Without such doubts and weaknesses, maybe Brutus could have fought off his enemies and assumed power and won popular appeal among Romans – though sadly he/she is still incarcerated, so not to be.  The end of Brutus is slightly bizarre, since (s)he runs on to a hail of bullets from a toy gun rather than the more traditional sword, as described in the text, but that’s what happens when you play fast and loose with Shakespearean settings.

It is these aspects of personality and motivation that bring out the best in the poetry of the bard, and which would have made this ambitious and impressive Julius Caesar better still, but make no mistake, this is a muscular show that bites back, eschews soft hearts and is not afraid to shout out loud.  Art should leave an impression, not merely be, as Frank Lloyd Wright said of television, “chewing gum for the eyes.”

Of its audiences, all will walk away feeling stunned and trying to absorb the full terror of what has been seen.  In this case, that included Jeremy Vine and his teenage daughter, further along our row; I trust this gave him something to talk about on Radio 2.

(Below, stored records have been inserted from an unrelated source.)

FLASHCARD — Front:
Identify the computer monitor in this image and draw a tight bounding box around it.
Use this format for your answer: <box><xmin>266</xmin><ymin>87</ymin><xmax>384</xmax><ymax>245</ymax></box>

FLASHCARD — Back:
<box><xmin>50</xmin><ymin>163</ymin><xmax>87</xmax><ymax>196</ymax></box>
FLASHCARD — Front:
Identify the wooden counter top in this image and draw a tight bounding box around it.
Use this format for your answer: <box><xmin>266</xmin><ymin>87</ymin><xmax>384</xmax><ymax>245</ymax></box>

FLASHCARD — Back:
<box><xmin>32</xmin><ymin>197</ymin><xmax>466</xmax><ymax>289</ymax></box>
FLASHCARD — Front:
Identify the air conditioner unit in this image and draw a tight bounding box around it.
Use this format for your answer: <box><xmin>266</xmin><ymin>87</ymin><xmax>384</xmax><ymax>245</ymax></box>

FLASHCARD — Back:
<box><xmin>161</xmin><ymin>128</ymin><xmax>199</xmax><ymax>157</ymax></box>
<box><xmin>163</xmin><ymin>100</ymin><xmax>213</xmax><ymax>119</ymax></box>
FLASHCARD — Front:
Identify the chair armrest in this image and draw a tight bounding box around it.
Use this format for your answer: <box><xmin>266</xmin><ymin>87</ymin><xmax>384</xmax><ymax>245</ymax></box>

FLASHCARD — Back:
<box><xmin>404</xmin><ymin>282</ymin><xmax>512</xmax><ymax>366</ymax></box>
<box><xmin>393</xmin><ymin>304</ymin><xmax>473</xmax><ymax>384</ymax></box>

Friends, Romans, countrymen, lend me your ears;
I come to bury Caesar, not to praise him.
The evil that men do lives after them;
The good is oft interred with their bones;
So let it be with Caesar. The noble Brutus
Hath told you Caesar was ambitious:
If it were so, it was a grievous fault,
And grievously hath Caesar answer’d it.
Here, under leave of Brutus and the rest–
For Brutus is an honourable man;
So are they all, all honourable men–
Come I to speak in Caesar’s funeral.
He was my friend, faithful and just to me:
But Brutus says he was ambitious;
And Brutus is an honourable man.
He hath brought many captives home to Rome
Whose ransoms did the general coffers fill:
Did this in Caesar seem ambitious?
When that the poor have cried, Caesar hath wept:
Ambition should be made of sterner stuff:
Yet Brutus says he was ambitious;
And Brutus is an honourable man.
You all did see that on the Lupercal
I thrice presented him a kingly crown,
Which he did thrice refuse: was this ambition?
Yet Brutus says he was ambitious;
And, sure, he is an honourable man.
I speak not to disprove what Brutus spoke,
But here I am to speak what I do know.
You all did love him once, not without cause:
What cause withholds you then, to mourn for him?
O judgment! thou art fled to brutish beasts,
And men have lost their reason. Bear with me;
My heart is in the coffin there with Caesar,
And I must pause till it come back to me.